Regia di Matteo Garrone vedi scheda film
Ottimo film, ma mancano la poesia e la visionarietà che rendevano unico lo stile di Garrone.
Premesso che lo considero un ottimo film, devo ammettere di aver passato tutta la prima metà a cercare di capire che cosa non mi stesse convincendo del tutto, e tutta la seconda metà a rispondermi e a veder confermate le mie perplessità iniziali. Fin dall'inizio ho avuto l'impressione che qui mancasse qualcosa che nei film precedenti di Garrone era presente, e credo che questo qualcosa possa essere chiamato, in una parola, la poesia.

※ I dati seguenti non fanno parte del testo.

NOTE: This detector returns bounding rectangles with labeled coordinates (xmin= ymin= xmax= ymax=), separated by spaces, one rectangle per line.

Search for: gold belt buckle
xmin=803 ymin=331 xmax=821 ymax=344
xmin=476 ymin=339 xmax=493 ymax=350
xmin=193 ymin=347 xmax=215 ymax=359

Ho sempre pensato che Garrone non fosse un regista realista, ma un autore capace, grazie ad una sensibilità fuori dal comune, di far parlare le cose, di tirar fuori l' "anima" delle persone e dei luoghi semplicemente puntando loro addosso la macchina da presa, quasi fosse la bacchetta di un rabdomante. E per ottenere questo era necessario che la messinscena fosse pressochè annullata, che la recitazione fosse prossima allo zero, insomma che tutti gli elementi della finzionalità fossero quasi del tutto eliminati, affinché potessero parlare direttamente i corpi, le voci, le inflessioni dialettali, i tratti del viso, i luoghi, e affinché da questi, Garrone riuscisse a far sprigionare qualcosa di corrotto, morboso, malsano. Ciò faceva sì che la narrazione passasse quasi in secondo piano, e che il film fosse fatto più che altro di sensazioni, di umori, di una serie di elementi che trascendessero la storia raccontata.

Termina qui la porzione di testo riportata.